Generating An Ensemble of Environment-informed, Convection-permitting
Dynamical Downscaling Simulations for Climate-change Projections of
Hazardous Convective Weather
Abstract
Convection-permitting dynamical downscaling (CPDD) allows for an
explicit representation of the storm-scale generators of tornadoes,
hail, severe thunderstorm winds, and locally heavy precipitation.

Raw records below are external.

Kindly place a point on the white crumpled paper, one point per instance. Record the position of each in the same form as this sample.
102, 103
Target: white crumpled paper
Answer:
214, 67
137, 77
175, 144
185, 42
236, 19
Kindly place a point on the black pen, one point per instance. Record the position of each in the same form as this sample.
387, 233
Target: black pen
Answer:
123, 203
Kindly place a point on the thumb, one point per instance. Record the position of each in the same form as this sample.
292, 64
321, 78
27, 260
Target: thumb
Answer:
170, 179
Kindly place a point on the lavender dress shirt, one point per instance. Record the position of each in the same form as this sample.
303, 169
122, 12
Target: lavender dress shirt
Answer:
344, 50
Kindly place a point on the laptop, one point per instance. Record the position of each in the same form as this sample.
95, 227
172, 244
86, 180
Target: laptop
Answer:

Possible changes in such hazardous convective weather (HCW) due to
human-induced climate change are therefore projected with higher
confidence using CPDD than with analyses of relatively coarse global
climate models (GCM). However, the computational resources necessary for
CPDD are significant and therefore CPDD-based future projections of HCW
have tended to be based on a single experiment, and thus absent of
uncertainty measures otherwise determined with an ensemble of
experiments via an ensemble of GCMs. Herein we present
“environment-informed” CPDD as a means to efficiently generate a CPDD
ensemble driven by different GCMs. This variant of CPDD is applied only
to a subset of days and geographical domains over which the
meteorological conditions potentially favor HCW; unnecessary model
integrations on meteorologically unfavorable days and domains are
thereby eliminated. The selection procedure also accounts for GCM
biases.The temporal and geospatial occurrence of historical HCW over the
United States is demonstrated from the perspective of
environment-informed CPDD as applied to eight different GCMs and ERA5
reanalysis. The overall geographical distributions in HCW vary
considerably from downscaled GCM to GCM, thus demonstrating the value of
an ensemble. The efficiency in which HCW is realized in favorable
environments also varies considerably across the eight downscaled GCMs.